On another note related to the economy, inflation has been steadily rising since last year and reached 11.1 percent in February. The Czech National Bank (CNB) has been raising interest rates very high to tackle this issue. How is the war in Ukraine impacting the attempts to stabilise the crown, because inflation was rising sharply already before it broke out?
“Yes, that’s the point. The figure you mentioned, 11.1 percent, is the first double digit growth recorded since 1998. It is true that such a price increase started mid-way through last year and the figure is not a consequence of the war in Ukraine. However, we will certainly see its impact during the months ahead. There is a huge risk that inflation will continue to rise in the coming months and 12 percent is a possible figure.
“We expect that the Czech National Bank will announce a further interest rate rise by 0.5 percent.”
"Regarding the actions of the Czech National Bank, our central bank was one of the first to raise interest rates last year and was quite aggressive in doing so, especially during the last two quarters. I think that we are close to the peak as far as the level to which the CNB is willing to raise interest rates.
"However, based on the current situation, I would expect some more slight adjustments.
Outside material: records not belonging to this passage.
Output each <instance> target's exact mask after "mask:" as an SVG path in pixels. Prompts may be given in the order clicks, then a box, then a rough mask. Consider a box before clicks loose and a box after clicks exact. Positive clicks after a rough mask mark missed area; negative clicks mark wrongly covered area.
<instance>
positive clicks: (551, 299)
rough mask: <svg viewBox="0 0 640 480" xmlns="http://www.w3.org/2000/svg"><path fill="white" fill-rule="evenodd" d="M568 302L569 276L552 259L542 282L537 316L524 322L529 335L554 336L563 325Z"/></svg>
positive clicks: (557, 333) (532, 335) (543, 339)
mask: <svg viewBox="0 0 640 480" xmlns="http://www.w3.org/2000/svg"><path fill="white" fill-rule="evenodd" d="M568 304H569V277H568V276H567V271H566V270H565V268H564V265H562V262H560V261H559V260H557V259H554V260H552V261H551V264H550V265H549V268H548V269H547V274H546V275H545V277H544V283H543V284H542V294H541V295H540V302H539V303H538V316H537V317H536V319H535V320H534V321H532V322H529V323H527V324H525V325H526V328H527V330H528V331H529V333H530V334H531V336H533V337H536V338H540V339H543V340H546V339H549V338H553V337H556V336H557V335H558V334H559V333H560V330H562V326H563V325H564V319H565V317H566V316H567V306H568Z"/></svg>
We expect that the Czech National Bank will announce a further interest rate rise by 0.5 percent after the next meeting of its board, which is expected to take place at the end of March.”
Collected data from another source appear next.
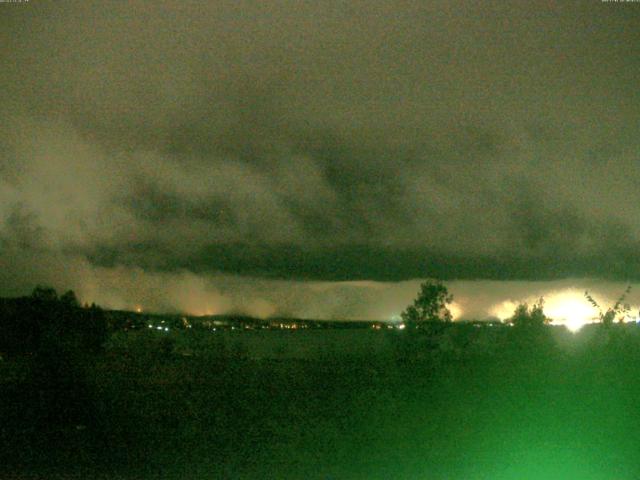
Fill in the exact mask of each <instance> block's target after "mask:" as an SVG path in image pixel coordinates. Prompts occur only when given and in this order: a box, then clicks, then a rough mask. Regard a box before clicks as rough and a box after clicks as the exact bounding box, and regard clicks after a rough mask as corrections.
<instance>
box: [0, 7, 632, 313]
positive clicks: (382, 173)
mask: <svg viewBox="0 0 640 480" xmlns="http://www.w3.org/2000/svg"><path fill="white" fill-rule="evenodd" d="M639 31H640V3H632V2H628V3H612V2H601V1H600V0H589V1H584V2H570V1H568V2H559V3H558V4H552V3H543V2H522V3H517V2H502V1H497V2H492V1H482V2H459V1H456V2H428V1H424V0H420V1H418V0H386V1H382V0H380V1H376V0H367V1H357V0H350V1H348V2H347V1H340V2H338V1H317V0H316V1H302V0H296V1H248V0H247V1H242V0H231V1H224V2H223V1H202V0H200V1H197V2H192V1H188V0H185V1H159V0H157V1H153V2H150V1H145V2H141V1H128V2H104V1H96V2H93V1H87V0H83V1H65V2H52V1H44V0H30V1H28V2H26V1H24V2H22V3H0V41H1V45H2V47H1V52H2V53H0V85H1V89H0V125H1V126H2V127H1V128H0V269H1V270H0V294H1V295H16V294H24V293H28V292H29V291H30V290H31V289H32V288H33V286H34V285H35V284H36V283H48V284H51V285H53V286H55V287H56V288H58V289H59V290H65V289H68V288H73V289H75V290H76V291H77V292H78V293H79V295H80V296H81V297H82V298H83V299H84V300H86V301H96V302H97V303H100V304H102V305H105V306H110V307H118V308H131V307H132V306H134V305H141V306H143V307H144V308H146V309H152V310H154V309H155V310H172V311H173V310H186V311H188V312H189V313H206V312H213V313H222V312H226V311H232V310H233V311H245V312H248V313H252V314H255V315H260V316H268V315H272V314H290V315H298V316H305V317H315V318H389V317H391V316H393V315H397V314H398V313H399V312H400V310H401V309H402V308H403V307H404V306H405V305H406V303H407V302H408V301H410V300H411V298H412V297H413V296H414V295H415V292H416V291H417V286H418V284H419V279H423V278H441V279H443V280H445V281H446V282H447V284H448V285H450V287H451V290H452V291H453V293H454V295H455V296H456V300H457V302H458V305H457V308H458V309H459V310H458V311H459V312H462V313H461V314H460V315H462V316H463V317H464V316H466V317H469V318H470V317H475V318H484V317H487V316H491V315H496V311H497V310H496V309H497V308H499V307H500V305H503V306H504V305H508V306H509V307H510V306H511V304H510V303H506V304H505V302H514V301H518V300H519V299H526V298H534V297H535V296H537V295H542V294H544V295H547V296H549V295H551V296H553V295H554V294H557V293H558V292H560V291H562V292H564V291H571V292H574V293H575V294H576V295H581V292H582V291H583V290H584V289H585V288H589V289H590V290H591V291H595V292H598V293H599V294H600V295H601V296H602V298H603V299H605V298H607V299H609V298H613V297H615V296H617V295H618V294H619V293H620V292H621V291H622V290H624V285H625V284H626V282H631V283H632V284H634V285H635V283H636V282H640V201H639V200H640V131H639V129H640V128H639V126H640V95H639V88H638V84H639V82H638V79H640V55H639V54H638V46H639V41H640V36H639V34H638V32H639ZM554 292H555V293H554ZM576 292H577V293H576ZM633 292H635V293H636V294H637V295H636V296H637V299H638V300H640V287H639V288H634V290H633V291H632V297H633ZM505 308H506V307H505ZM460 315H459V317H460Z"/></svg>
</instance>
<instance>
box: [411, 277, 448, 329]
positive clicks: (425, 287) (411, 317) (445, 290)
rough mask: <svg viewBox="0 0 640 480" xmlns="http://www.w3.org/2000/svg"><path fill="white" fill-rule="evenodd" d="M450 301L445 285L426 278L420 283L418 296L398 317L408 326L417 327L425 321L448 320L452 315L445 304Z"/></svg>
mask: <svg viewBox="0 0 640 480" xmlns="http://www.w3.org/2000/svg"><path fill="white" fill-rule="evenodd" d="M452 301H453V295H451V294H450V293H449V291H448V290H447V287H446V286H444V285H443V284H442V283H441V282H439V281H434V280H428V281H426V282H424V283H423V284H422V285H420V292H418V297H417V298H416V299H415V300H414V301H413V305H409V306H408V307H407V308H406V309H405V311H404V312H402V313H401V314H400V317H401V318H402V320H403V321H404V323H405V324H406V325H407V326H410V327H417V326H419V325H421V324H424V323H426V322H450V321H451V320H452V317H451V312H450V311H449V309H448V308H447V304H449V303H451V302H452Z"/></svg>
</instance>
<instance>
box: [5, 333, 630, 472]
mask: <svg viewBox="0 0 640 480" xmlns="http://www.w3.org/2000/svg"><path fill="white" fill-rule="evenodd" d="M322 334H323V332H318V335H322ZM132 335H142V334H132ZM132 338H133V337H132ZM147 340H148V339H147ZM136 342H138V340H136V341H133V340H132V341H131V343H130V344H128V345H127V342H126V341H125V342H124V344H123V343H122V342H121V343H120V344H117V345H112V346H111V347H110V348H107V349H106V351H105V352H103V353H98V354H80V353H78V352H75V351H73V349H67V350H65V348H63V347H58V348H53V349H52V350H51V351H48V352H44V353H40V354H38V355H37V356H24V357H19V358H15V359H10V360H5V361H3V362H0V374H1V375H2V376H1V377H0V379H1V384H0V388H1V402H0V408H1V410H0V415H1V418H2V425H1V429H0V448H1V450H0V478H16V479H18V478H19V479H23V478H43V479H44V478H47V479H48V478H110V479H111V478H113V479H119V478H122V479H151V478H163V479H164V478H167V479H173V478H175V479H218V478H220V479H224V478H229V479H270V478H273V479H323V480H324V479H607V480H611V479H633V478H638V475H639V474H640V410H639V406H640V375H639V373H640V364H639V363H638V362H639V361H640V353H639V352H638V348H637V347H638V344H637V342H636V341H633V342H632V341H629V340H628V339H626V337H624V336H622V337H620V338H617V339H614V340H613V341H611V342H608V343H607V342H600V343H593V344H586V345H583V346H582V347H581V348H578V349H573V350H570V351H569V350H567V349H566V348H560V347H557V346H553V345H549V344H544V345H533V346H532V345H530V344H527V343H526V342H525V343H523V344H514V345H512V347H510V348H504V349H503V351H501V352H498V353H497V354H496V353H492V354H491V355H481V354H474V355H466V354H465V353H464V352H462V353H461V354H460V353H458V354H456V355H449V354H447V355H445V354H441V353H438V352H432V353H430V354H429V355H427V356H424V355H417V356H416V355H405V356H403V355H396V356H395V357H393V359H392V360H389V358H384V359H381V358H379V357H376V356H370V357H368V358H366V357H359V358H357V359H343V360H341V361H339V362H337V361H336V362H332V361H331V360H330V359H322V360H314V361H305V360H300V359H297V360H296V359H289V360H268V359H261V360H255V359H254V360H252V359H250V358H247V356H246V355H241V354H236V355H227V356H226V357H224V358H222V357H218V358H216V357H215V356H203V355H197V354H190V355H183V354H181V353H180V352H177V351H175V350H174V351H171V350H170V348H168V347H166V345H165V346H163V343H162V341H158V342H157V344H153V341H147V342H146V343H145V342H142V343H140V342H138V343H136ZM583 343H584V342H583ZM141 345H142V346H141ZM144 345H146V346H144ZM149 345H151V346H149ZM156 347H157V348H156Z"/></svg>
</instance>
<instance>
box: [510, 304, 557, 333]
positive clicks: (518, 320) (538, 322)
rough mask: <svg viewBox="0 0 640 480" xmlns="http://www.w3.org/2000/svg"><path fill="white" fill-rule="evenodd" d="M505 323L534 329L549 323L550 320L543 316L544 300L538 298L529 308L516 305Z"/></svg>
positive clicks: (526, 306)
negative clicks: (516, 305)
mask: <svg viewBox="0 0 640 480" xmlns="http://www.w3.org/2000/svg"><path fill="white" fill-rule="evenodd" d="M507 322H508V323H510V324H512V325H513V326H514V327H519V328H536V327H541V326H543V325H546V324H548V323H550V322H551V319H550V318H549V317H547V316H546V315H545V314H544V298H542V297H540V299H539V300H538V301H537V303H534V304H533V305H532V306H531V308H529V305H527V304H526V303H521V304H520V305H518V306H517V307H516V309H515V310H514V312H513V315H512V316H511V318H510V319H509V320H508V321H507Z"/></svg>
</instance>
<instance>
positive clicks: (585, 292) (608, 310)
mask: <svg viewBox="0 0 640 480" xmlns="http://www.w3.org/2000/svg"><path fill="white" fill-rule="evenodd" d="M630 291H631V285H629V286H627V289H626V290H625V291H624V292H623V293H622V295H620V297H619V298H618V300H617V301H616V303H615V304H614V305H613V307H609V308H608V309H607V311H606V312H604V311H603V310H602V307H600V304H599V303H598V302H596V301H595V299H594V298H593V297H592V296H591V294H590V293H589V292H588V291H587V292H584V296H585V297H586V298H587V300H588V301H589V303H590V304H591V305H593V306H594V307H595V308H597V309H598V319H599V320H600V322H602V324H603V325H604V326H605V327H609V326H611V325H612V324H613V322H614V320H615V319H616V316H617V317H618V321H619V322H620V323H622V322H624V319H625V317H626V316H627V313H628V312H629V310H631V306H630V305H629V304H628V303H622V302H624V300H625V299H626V298H627V295H628V294H629V292H630Z"/></svg>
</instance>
With the high influx of Ukrainian refugees, do you expect labour shortages to go down and unemployment, which has been at an EU low for years, to rise? What sort of effect will this have on the Czech economy?
“It’s possible that after more than a decade we will face a decline in real wages and revenue.”
“You are right in saying that the Czech labour market was overheated and it has been a long term issue in the Czech Republic. Even before the crisis in Ukraine there was a significant amount of Ukrainian workers employed in Czechia, especially in industry. Since there are a lot of vacancies right now on the Czech labour market, I guess it could happen that the influx of refugees from Ukraine will help to fill this gap.
"However, this will take some time. The short term impact could be negative, but from a medium term perspective I expect that it could help. Of course it should also be taken into account that in the past we mainly employed men, now there is a high share of women among the Ukrainian refugees that are coming in. In any case, facing this refugee wave is not a serious problem for the Czech labour market.”
How bad do you think times are going to get for the ordinary Czech, given the economic fallout from the coronavirus pandemic and now the war in Ukraine?
“It’s possible that after more than a decade we will face a decline in real wages and revenue. This year will be quite tough for the average Czech household, mainly due to high inflation which is rising faster than the growth of salaries. It will certainly have some impact on Czechs’ typical consumption habits.”